Acho que meus ossos têm muito ciúme das minhas correrias e buscas e sonhos e realizações. Querem me fazer de João bobo, marionete, têm ciúmes das noitadas franqueadas quando estou de caso amoroso com uma mulher que eles não acham gostosa ou não vão com sua cara. Acho que meus ossos acham que quem tem que gozar são eles. Até já se meteram com o meu pau, dizendo a ele que fizesse e agisse como eles agem, amolecesse também nas horas que não comungasse das mesmas idéias e desejos, nas horas das felicidades estremadas. Essas situações na vida das pessoas são um pecado para a vida que se quer levar até os noventa anos, dizem eles. Apesar do meu pau não ter osso, uma vez ou outra quer acompanhar as ideais dos meus ossos. Parece um pinto sem caráter, vai pela conversa dos outros mesmo sabendo que mais tarde pagará  alto preço pelas bobagem que fez.

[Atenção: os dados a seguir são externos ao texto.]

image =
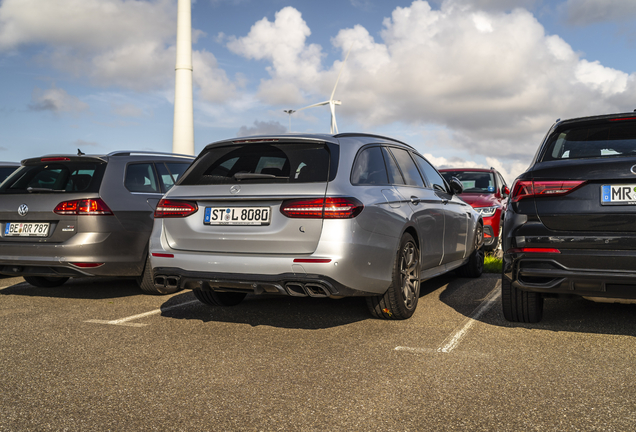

Tem uma coisa estranha na minha relação com os meus ossos. Parece que eles não me querem ver feliz. Quando rio,  já sinto por dentro do corpo um comichão, são meus ossos agindo pra me fazer retrair e se tornar mais comedido. Outro dia tava com amigos farreando, quando na hora do desfecho do prazer  inigualável, me fizeram arriar e ficar estatelado sem poder sair do lugar. Tudo amoleceu. Meus amigos ficaram sem saber o que fazer, foi quando tive que acalmá-los, dizendo que com os meus ossos eu me entendia. Daí a pouco fiquei triste, foi quando voltaram a endurecer, mais daí a farra acabou, perdi a graça e a calma, senti vontade de pegar uma furadeira, uma serra copo,  esmerilhadeira, moto serra e cortar meus ossos em pedaços minúsculos pra nunca mais fazer feio quando das alegrias.
Como  grande  parte dos elementos do meu corpo também é mole, e ser meus ossos que formam a minha estrutura firme feito rocha, nessas horas fico sem ter como me movimentar. Acabo me comedindo pra que eles acabem com a greve que fazem pra com a minha pessoa.
Acho que meus ossos têm muita inveja de mim. Por que sou uma pessoa solta, sem vínculo psicótico com nada, sem apego, livre, leve e solto no pasto feito um  potro em busca de ração que lhe aqueça o estomago e a alma. Inveja é uma pedra que se atira na direção de quem não se gosta, mas quem recebe não sabe de que direção partiu, isto é, quando não se conhece quem é o invejoso, mas no caso dos meus ossos, não, eu os conheço, afinal nascemos juntos, somos do mesmo espaço, ocupamos a mesma estrutura, vamos no mesmo conjunto pra todo lado, não tinham porque ter inveja de mim, já que aonde vou os levo.

Em varias situações meus ossos me deixam nervoso, é quando se acham o sabichão, e eu o bobão, se acham o Doutor Honoris Causa da sabedoria. Enche o saco: para de beber álcool, toma cálcio, come tal fruta com tal letra, você quer que eu morra antes de você pra ficar por aí gandaiando pelas noites com mulheres,  poesias, se empatufando de proteína animal, criando calo na barriga, desgastando os órgãos internos ingerindo o que não presta como alimento. Respeita Zé! Sou teu e você é meu!